Many years ago, I had a client, many of whose staff were members of a Roman Catholic religious order. They were impressive people. But one thing about them really caught my attention: among the vows they'd taken (which included vows of chastity and of poverty), they had taken vows of charity. One stricture of this vow was that they didn't criticize others.
I've thought a lot about that. What a challenging, life-transforming thing, to make a holy vow not to criticize others. Imagine the kind of person you could become.
Well, there's more than one side to everything. Turns out among those they couldn't criticize were their leaders. This allowed bad behavior to go unaddressed, and a scandal festered in the organization for years, leading to predictably bad ends for everyone. The Pope has since rescinded their vow of charity, as it clearly did more harm than good.
Charity is a good thing. But so is criticism.

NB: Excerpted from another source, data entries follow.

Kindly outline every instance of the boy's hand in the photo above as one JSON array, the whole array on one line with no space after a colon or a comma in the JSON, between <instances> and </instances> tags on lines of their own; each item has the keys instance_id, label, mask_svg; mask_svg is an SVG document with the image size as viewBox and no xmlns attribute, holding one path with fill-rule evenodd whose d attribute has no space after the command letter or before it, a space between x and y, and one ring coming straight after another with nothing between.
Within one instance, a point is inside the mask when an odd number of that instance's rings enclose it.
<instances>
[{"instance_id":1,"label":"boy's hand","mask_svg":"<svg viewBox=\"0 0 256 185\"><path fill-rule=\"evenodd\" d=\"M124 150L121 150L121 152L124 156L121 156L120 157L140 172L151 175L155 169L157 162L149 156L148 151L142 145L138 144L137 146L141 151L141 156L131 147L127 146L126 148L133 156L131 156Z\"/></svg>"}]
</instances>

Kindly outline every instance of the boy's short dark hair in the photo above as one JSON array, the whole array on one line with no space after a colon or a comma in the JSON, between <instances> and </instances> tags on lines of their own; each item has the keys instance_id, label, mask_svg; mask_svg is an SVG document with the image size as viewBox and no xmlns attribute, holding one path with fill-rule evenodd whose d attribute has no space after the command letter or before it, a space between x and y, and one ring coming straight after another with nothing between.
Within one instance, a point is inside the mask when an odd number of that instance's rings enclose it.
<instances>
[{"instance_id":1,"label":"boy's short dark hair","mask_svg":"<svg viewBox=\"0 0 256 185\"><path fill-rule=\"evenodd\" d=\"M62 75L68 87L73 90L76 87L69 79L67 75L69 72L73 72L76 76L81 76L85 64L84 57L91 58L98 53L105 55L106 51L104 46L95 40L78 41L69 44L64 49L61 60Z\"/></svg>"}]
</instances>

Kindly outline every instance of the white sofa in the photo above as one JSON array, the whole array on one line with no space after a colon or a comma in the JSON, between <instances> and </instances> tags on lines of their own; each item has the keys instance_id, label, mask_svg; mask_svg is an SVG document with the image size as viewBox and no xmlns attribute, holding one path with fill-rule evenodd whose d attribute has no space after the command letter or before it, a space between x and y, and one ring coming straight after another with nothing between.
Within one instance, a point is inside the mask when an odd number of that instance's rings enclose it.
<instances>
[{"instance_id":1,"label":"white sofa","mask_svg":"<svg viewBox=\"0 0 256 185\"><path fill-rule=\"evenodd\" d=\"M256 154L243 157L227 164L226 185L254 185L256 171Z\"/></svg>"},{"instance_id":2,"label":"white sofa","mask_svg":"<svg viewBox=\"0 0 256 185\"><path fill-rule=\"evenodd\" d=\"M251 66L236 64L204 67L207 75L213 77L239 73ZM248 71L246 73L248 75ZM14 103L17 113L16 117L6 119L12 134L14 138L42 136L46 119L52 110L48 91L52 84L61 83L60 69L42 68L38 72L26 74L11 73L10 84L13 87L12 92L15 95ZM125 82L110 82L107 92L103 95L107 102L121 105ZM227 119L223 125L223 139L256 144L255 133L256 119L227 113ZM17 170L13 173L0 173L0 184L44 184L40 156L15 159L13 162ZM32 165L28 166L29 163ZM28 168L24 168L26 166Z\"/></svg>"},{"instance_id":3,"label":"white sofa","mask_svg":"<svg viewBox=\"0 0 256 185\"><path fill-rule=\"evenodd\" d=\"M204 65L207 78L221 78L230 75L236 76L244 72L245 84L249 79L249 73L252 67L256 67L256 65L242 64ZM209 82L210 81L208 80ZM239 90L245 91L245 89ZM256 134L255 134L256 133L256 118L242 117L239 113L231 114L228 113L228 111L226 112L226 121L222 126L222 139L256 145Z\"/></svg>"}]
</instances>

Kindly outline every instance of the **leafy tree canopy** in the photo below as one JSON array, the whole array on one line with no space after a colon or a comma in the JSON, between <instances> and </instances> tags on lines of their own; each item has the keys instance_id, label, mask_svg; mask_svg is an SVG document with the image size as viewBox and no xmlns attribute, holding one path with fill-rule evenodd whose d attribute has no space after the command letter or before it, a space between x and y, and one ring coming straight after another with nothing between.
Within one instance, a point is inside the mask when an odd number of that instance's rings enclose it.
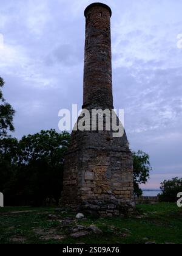
<instances>
[{"instance_id":1,"label":"leafy tree canopy","mask_svg":"<svg viewBox=\"0 0 182 256\"><path fill-rule=\"evenodd\" d=\"M0 77L0 138L6 136L7 130L15 130L13 124L15 111L3 98L1 88L4 85L4 81Z\"/></svg>"},{"instance_id":2,"label":"leafy tree canopy","mask_svg":"<svg viewBox=\"0 0 182 256\"><path fill-rule=\"evenodd\" d=\"M177 194L182 192L182 178L177 177L172 180L164 180L161 183L162 194L160 195L160 200L163 202L175 202Z\"/></svg>"},{"instance_id":3,"label":"leafy tree canopy","mask_svg":"<svg viewBox=\"0 0 182 256\"><path fill-rule=\"evenodd\" d=\"M133 160L134 194L140 196L142 195L140 185L147 183L150 178L150 171L152 168L149 155L141 150L133 152Z\"/></svg>"}]
</instances>

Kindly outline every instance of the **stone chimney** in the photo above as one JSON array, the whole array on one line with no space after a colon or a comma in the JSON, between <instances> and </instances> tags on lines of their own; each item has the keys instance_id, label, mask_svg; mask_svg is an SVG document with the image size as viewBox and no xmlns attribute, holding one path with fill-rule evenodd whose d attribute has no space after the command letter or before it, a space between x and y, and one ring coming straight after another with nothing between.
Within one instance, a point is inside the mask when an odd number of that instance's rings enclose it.
<instances>
[{"instance_id":1,"label":"stone chimney","mask_svg":"<svg viewBox=\"0 0 182 256\"><path fill-rule=\"evenodd\" d=\"M95 3L86 8L84 15L83 108L90 113L94 108L112 112L112 12L107 5ZM72 132L65 159L61 200L62 204L77 210L103 216L133 210L133 161L125 131L118 138L106 127L104 130L97 127L95 130Z\"/></svg>"},{"instance_id":2,"label":"stone chimney","mask_svg":"<svg viewBox=\"0 0 182 256\"><path fill-rule=\"evenodd\" d=\"M87 7L84 72L84 108L112 108L111 10L104 4Z\"/></svg>"}]
</instances>

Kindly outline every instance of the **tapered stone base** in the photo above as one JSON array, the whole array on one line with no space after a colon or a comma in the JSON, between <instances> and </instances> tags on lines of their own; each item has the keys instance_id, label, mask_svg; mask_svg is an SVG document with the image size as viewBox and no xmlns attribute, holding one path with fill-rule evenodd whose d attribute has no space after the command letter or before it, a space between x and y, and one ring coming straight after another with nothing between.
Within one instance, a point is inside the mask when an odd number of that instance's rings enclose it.
<instances>
[{"instance_id":1,"label":"tapered stone base","mask_svg":"<svg viewBox=\"0 0 182 256\"><path fill-rule=\"evenodd\" d=\"M66 157L62 203L90 213L126 214L135 207L132 155L126 135L74 131Z\"/></svg>"}]
</instances>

All this to say, I won't be taking a vow of charity any time soon. And neither, thank goodness, will The Agitator, as announced at No More Mr Nice Guy:
Increasingly the world is counting on NGOs to do their thing in a timely and competent fashion. And increasingly this simply isn't happening. Too many nonprofits have grown bureaucratic, defensive, risk adverse and lazy. We plan to get specific and put the spotlight on the idiocy of incompetence, timidity, and sloth.

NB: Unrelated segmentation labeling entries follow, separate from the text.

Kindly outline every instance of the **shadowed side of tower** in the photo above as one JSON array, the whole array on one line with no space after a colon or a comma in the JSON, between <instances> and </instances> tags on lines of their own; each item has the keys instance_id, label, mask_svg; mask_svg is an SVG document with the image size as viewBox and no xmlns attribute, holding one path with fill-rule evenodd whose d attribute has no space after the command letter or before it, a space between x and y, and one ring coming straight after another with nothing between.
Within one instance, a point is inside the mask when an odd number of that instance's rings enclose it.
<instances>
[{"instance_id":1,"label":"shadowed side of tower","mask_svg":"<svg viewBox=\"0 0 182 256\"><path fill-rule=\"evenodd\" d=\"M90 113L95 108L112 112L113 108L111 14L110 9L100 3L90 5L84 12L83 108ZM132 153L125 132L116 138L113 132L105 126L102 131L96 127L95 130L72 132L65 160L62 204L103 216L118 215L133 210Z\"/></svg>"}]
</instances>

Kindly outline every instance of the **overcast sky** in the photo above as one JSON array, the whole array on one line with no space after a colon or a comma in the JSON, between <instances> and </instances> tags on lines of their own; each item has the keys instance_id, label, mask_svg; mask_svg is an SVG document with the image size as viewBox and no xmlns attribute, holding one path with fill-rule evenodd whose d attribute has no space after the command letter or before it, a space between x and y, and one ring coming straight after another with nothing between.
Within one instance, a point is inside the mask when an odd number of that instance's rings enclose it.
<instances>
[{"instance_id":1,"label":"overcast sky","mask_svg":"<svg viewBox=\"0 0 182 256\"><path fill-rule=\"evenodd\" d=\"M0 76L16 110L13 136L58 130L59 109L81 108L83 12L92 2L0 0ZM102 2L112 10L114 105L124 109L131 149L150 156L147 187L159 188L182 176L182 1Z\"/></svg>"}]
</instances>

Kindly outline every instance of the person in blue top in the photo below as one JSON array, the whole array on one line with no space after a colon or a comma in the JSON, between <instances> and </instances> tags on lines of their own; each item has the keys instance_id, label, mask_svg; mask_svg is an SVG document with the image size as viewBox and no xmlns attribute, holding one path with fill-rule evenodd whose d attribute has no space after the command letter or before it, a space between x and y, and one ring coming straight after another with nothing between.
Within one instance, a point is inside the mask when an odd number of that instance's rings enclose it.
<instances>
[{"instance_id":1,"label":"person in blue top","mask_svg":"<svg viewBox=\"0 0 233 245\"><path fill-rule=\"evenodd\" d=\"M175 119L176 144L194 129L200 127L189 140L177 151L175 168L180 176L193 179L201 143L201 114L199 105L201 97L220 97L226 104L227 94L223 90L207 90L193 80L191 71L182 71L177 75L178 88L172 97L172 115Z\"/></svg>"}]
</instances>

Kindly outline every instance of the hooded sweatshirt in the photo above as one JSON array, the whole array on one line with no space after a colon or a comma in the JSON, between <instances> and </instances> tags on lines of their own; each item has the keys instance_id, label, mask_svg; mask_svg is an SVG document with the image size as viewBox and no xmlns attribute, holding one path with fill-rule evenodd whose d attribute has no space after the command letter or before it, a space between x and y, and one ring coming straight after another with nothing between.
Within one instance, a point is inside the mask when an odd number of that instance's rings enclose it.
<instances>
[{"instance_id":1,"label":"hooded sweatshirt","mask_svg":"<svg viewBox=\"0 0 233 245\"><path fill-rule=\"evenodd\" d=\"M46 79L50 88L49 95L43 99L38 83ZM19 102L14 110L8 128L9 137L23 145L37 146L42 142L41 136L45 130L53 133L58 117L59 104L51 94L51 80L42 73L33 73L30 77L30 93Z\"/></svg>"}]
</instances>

It's easier to aim a withering critique and something than it is to fix it. And in the nicey-nice world of nonprofits, sharp criticism is outside the norm. I know that, because I get the complaints when I go after something like a stupid nonprofit ad. And most complaints are from people not targeted by the criticism.
I'm with Tom and Roger. Fundraising is too important to sweep badness under the rug. There are common destructive practices that need to be scorned and/or laughed out of existence, and criticism is the first step in doing that. I don't plan on being either more or less of a nice guy than I was before.